Questioning a Decade of Integration
The review targets the effectiveness of ground combat units, a full ten years after restrictions on women in combat were lifted. It also seeks internal studies on female integration, hinting at a deeper scrutiny of past policy shifts.
Defense Secretary Pete Hegseth, an Army National Guard veteran, has been vocal on this issue, stating in a September address at Marine Base Quantico that women must meet the "highest male standard." His words signal a push for unyielding, uniform benchmarks in roles demanding physical prowess.
Hegseth, previously critical of women in combat during his time as a Fox News host, adjusted his tone at his confirmation hearing, affirming that equal standards should apply to all. Yet, his podcast comment from November 2024, "It hasn’t made us more effective," still echoes a skepticism worth wrestling with.
Standards Over Ideology in Focus
Pentagon press secretary Kingsley Wilson emphasized in an email that this study prioritizes maintaining elite, sex-neutral standards for combat positions. Wilson’s point that "the weight of a rucksack doesn’t care if you’re a man or a woman" cuts through any fluff about fairness and lands on raw practicality.
Hegseth himself doubled down in his Quantico speech, insisting, "Any place where tried and true physical standards were altered, especially since 2015, must be returned to their original standard." This isn’t about exclusion but about restoring a bar that ensures battlefield survival, no matter who’s carrying the load.

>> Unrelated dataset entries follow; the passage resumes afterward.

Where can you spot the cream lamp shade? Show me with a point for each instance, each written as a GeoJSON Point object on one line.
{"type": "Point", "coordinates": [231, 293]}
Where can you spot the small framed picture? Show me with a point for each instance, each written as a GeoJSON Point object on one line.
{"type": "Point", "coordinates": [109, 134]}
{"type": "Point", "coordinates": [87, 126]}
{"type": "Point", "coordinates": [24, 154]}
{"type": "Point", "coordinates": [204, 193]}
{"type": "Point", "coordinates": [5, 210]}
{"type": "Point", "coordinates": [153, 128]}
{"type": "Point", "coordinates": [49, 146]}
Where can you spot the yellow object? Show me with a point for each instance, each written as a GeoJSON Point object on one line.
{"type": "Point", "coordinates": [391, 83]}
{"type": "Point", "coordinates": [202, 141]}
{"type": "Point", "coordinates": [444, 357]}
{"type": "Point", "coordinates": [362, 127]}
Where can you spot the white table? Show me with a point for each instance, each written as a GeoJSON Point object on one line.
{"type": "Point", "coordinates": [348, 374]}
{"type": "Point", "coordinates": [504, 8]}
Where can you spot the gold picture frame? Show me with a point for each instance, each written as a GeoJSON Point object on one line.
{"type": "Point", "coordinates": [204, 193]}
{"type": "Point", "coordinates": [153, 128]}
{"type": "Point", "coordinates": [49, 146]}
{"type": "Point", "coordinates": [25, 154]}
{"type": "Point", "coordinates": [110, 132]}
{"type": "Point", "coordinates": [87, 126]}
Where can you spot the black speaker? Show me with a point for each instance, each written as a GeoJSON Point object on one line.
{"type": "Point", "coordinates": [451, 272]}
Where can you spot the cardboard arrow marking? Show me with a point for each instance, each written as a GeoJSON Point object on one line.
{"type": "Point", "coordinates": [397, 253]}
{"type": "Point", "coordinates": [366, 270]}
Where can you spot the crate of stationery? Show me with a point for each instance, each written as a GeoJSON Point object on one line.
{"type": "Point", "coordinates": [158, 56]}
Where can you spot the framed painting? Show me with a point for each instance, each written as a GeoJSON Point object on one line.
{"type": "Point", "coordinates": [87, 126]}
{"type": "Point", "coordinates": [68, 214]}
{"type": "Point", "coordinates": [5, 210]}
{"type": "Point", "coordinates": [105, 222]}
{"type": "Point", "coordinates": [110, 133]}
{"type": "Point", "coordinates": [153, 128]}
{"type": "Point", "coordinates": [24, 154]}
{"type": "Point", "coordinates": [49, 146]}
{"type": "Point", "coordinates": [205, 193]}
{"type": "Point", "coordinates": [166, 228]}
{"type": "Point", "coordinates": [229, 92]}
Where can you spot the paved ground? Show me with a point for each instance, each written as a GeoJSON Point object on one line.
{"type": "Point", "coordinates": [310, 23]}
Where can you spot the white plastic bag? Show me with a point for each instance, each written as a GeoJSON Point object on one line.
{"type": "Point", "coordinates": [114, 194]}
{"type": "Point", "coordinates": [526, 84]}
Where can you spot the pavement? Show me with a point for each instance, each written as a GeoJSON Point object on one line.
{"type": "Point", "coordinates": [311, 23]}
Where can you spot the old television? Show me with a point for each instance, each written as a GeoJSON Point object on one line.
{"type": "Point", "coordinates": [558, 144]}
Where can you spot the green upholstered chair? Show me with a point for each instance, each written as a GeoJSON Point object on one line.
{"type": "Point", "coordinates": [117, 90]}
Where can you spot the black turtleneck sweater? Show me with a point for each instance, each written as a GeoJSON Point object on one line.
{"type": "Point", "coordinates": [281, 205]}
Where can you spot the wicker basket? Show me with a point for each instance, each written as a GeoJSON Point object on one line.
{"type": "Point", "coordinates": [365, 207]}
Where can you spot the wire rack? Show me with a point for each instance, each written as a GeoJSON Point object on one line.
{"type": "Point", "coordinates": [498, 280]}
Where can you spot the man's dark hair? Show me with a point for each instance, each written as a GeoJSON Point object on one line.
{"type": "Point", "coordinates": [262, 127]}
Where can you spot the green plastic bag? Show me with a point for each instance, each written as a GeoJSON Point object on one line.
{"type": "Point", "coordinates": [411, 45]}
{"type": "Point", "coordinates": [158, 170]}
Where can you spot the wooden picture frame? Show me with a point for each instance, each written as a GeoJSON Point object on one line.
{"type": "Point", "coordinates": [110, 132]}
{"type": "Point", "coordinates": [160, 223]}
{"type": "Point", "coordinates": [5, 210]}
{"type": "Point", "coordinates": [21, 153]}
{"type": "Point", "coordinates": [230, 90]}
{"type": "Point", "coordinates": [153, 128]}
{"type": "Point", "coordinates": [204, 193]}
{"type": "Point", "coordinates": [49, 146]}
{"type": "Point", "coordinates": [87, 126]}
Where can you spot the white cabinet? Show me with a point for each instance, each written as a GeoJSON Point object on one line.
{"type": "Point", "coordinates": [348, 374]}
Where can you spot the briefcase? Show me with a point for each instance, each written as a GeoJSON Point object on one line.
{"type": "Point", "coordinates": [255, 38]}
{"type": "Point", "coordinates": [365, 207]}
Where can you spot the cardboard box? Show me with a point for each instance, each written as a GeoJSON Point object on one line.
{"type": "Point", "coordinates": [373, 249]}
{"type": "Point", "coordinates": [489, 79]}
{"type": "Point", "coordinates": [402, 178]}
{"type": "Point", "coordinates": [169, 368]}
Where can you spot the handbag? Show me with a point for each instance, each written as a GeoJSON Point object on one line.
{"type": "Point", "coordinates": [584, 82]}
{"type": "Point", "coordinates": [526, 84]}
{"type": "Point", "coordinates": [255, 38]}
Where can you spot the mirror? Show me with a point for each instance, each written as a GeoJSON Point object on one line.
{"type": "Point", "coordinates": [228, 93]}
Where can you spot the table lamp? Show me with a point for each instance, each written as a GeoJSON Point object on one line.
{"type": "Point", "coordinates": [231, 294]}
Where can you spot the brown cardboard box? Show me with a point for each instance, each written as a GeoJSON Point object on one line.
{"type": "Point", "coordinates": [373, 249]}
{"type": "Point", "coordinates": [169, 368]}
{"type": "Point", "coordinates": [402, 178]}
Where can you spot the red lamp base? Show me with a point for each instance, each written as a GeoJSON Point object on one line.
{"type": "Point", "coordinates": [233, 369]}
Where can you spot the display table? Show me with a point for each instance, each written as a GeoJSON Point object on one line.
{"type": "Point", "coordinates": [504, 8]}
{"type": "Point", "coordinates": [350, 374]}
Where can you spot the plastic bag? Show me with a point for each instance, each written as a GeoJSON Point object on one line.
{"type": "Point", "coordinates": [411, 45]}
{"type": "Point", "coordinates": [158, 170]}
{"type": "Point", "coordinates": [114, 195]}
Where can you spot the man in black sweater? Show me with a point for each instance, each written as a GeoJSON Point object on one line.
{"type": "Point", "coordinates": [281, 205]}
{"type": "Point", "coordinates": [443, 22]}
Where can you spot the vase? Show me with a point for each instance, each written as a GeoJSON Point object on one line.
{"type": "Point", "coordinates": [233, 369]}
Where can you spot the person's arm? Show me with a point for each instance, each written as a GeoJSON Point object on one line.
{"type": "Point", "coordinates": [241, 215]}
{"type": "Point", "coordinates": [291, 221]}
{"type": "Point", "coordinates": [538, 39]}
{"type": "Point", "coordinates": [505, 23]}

Critics like Ellen Haring, a retired Army colonel and West Point graduate, see this as a veiled attempt to push women out, claiming, "He’s against women in combat and he’s going to get them out." Her words deserve a nod, but they sidestep the core issue of whether adjusted standards have truly served the mission or just checked a box.
Numbers Tell a Specific Story
Currently, about 3,800 women serve in Army combat units across infantry, armor, and artillery, with over 150 completing the grueling Ranger training. The Marines count roughly 700 women in similar roles, all held to identical standards as their male peers.
A smaller but notable group, around ten women, have passed Green Beret training, proving exceptional capability in elite circles. These figures show grit, yet the question lingers if sheer numbers translate to unit cohesion under fire.
Khris Fuhr, another West Point alum who worked on gender integration, cited an Army study from 2018 to 2023 showing women often matched or outscored men in combat roles. Her dismissal of the review as "a solution for a problem that doesn’t exist" sounds sharp, but it glosses over persistent concerns about physical disparities in extreme conditions.
Historical Pushback and Future Implications
Back in 2015, then-Defense Secretary Ash Carter opened all combat roles to women, arguing it made no sense to bar half the population from serving. His stance, while idealistic, met resistance, especially from the Marine Corps, whose leadership privately questioned the impact on lethality.
A Marine exercise that year in the Mojave Desert found gender-integrated units slower and more injury-prone than all-male teams, fueling doubts about readiness. Carter countered that the study ignored individual high performers, a fair point, but one that doesn’t fully quiet worries about broader unit dynamics.
General Joe Dunford, then Joint Chiefs Chairman, notably skipped Carter’s press conference, issuing a statement focused on implementation rather than endorsement. This history suggests the current review isn’t just a whim but a revisit of unresolved tensions between policy goals and combat realities.